Wednesday, June 03, 2009

If "science" says I can't deep-fry things, then let's bring back the Inquisition (Mourning Gnus, 6/3/09)

It's still the morning where I am for 17 minutes more, so it's still the Mourning Gnus...


I wonder how they'll cover this in the school's newsletter: You try, as parents, to prepare your kids for all the ne'er-do-wells they'll meet in school, ranging from bullies to drug dealers to sex predators...

... wait a minute. Now that I look at that, just what the heck is going on in our schools?...

... that's for another day, I guess. The point is, when you send your little toddlers out the door alle excited to learn (or push your sullen teenagers towards the bus stop and remind them that in 372 days they're 18 and on their own), you hope that you've covered in your advice every possible situation they might face.

And then you learn that there's a black bear outside the school -- like the one that crawled into a tree outside a Wausau, Wisconsin school and stayed there all day, forcing recess to be indoors and requiring that the kids leave at the end of the day from an alternate exit.

The bear ultimately left without incident, but experts report that it had a pretty solid grasp of phonics by the time it moved on.

I've cut-and-pasted their report into my "To Do" List for this weekend: The Center for "Science" in the Public Interest continues to put the emphasis on "science" as most people use that word today -- that is, "science" meaning "things we already know but paid a lot of money to hear again." The latest study... excuse me, "study"... reports that we eat a lot of unhealthy stuff that can make us fat.

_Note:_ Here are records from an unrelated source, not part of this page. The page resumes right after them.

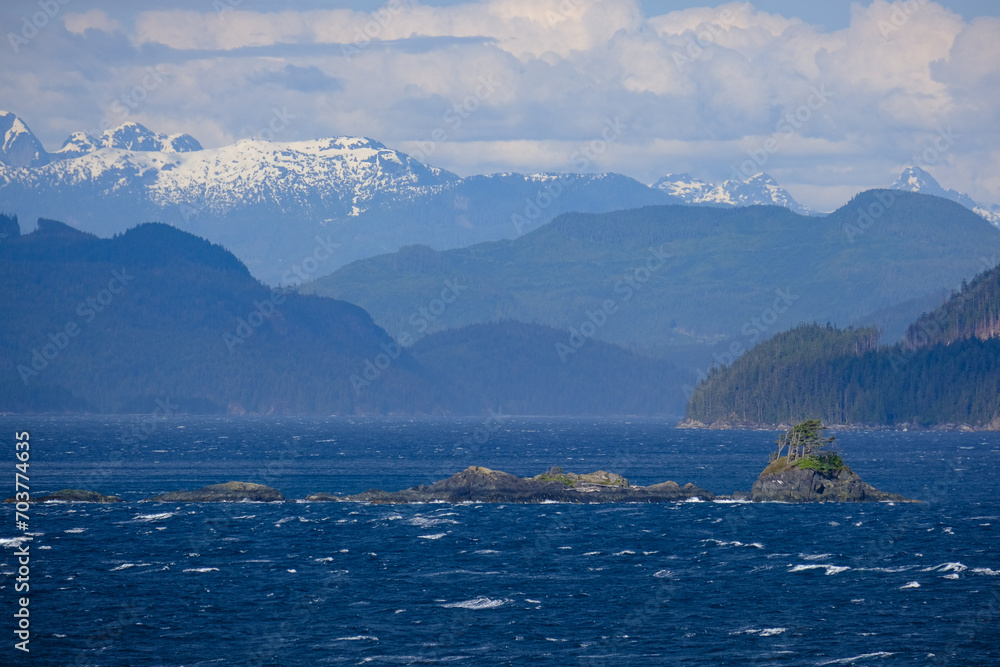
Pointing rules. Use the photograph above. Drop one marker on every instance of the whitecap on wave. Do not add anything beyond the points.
(477, 603)
(947, 567)
(125, 566)
(734, 543)
(427, 522)
(13, 542)
(761, 632)
(830, 569)
(857, 658)
(153, 517)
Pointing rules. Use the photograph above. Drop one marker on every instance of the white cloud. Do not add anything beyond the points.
(95, 19)
(700, 89)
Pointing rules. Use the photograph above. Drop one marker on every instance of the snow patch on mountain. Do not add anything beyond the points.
(758, 190)
(20, 147)
(915, 179)
(345, 174)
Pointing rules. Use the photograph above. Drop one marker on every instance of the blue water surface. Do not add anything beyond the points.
(700, 583)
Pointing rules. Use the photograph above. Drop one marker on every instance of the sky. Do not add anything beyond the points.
(829, 98)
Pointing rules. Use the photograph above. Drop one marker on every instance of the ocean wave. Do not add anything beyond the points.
(947, 567)
(761, 632)
(427, 522)
(830, 569)
(848, 661)
(125, 566)
(734, 543)
(12, 542)
(145, 518)
(477, 603)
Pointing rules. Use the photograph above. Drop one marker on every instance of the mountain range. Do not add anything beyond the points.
(692, 284)
(158, 319)
(946, 370)
(294, 211)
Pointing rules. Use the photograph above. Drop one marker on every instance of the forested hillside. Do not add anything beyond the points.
(946, 372)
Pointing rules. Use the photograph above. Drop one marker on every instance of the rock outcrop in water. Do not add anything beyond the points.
(785, 482)
(477, 484)
(73, 496)
(229, 492)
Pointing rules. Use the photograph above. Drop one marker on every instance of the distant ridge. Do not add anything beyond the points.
(275, 203)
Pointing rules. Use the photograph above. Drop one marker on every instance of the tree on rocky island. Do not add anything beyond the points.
(808, 448)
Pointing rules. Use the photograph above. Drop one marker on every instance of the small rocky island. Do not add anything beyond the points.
(808, 472)
(230, 492)
(477, 484)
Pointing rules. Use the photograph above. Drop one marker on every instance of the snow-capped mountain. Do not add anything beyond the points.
(275, 203)
(915, 179)
(129, 137)
(20, 147)
(759, 189)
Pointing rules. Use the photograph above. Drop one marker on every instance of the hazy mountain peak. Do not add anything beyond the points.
(20, 147)
(78, 143)
(916, 179)
(758, 190)
(136, 137)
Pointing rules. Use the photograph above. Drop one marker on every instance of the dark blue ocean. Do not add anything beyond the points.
(694, 583)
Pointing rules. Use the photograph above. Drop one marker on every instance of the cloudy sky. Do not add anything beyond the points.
(829, 98)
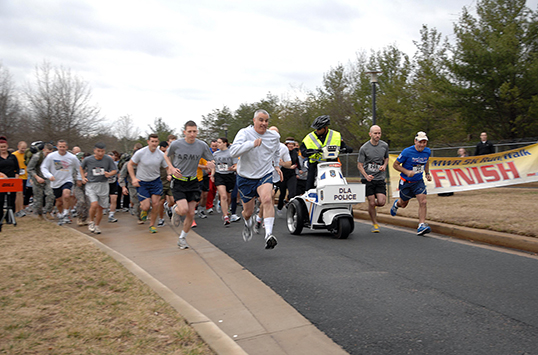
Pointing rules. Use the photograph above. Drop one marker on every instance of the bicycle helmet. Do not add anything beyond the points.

In their "Xtreme Eating Awards 2009" (nothing says "science" like lame words like Xtreme), The Center for "Science" calls out restaurants for serving large portions and not labeling their menus with a calorie count.

I'm not sure where the "science" part of all this is-- unless "science" now means "stating the obvious," in which case let me just say The sun comes up in the East and collect my Nobel prize money... but I agree with them that there's simply no way we could ever know this food is unhealthy without a calorie count. Take, for example, the "Fried Macaroni & Cheese" appetizer at "The Cheesecake Factory." Without a menu label showing that it has 1,570 calories, how would you or I know that a cheesy dish dipped in batter and deepfried, and served by a restaurant called "The Cheesecake Factory" was unhealthy?

Website of the Day: I'm going to promote, again, the Pepins' new effort, Memoir of the French Resistance, and heartily recommend that you read about Marco Pepin's life during WWII... and that you do so while eating some Fried Macaroni & Cheese. Everything goes better with a deep-fried snack, don't you think?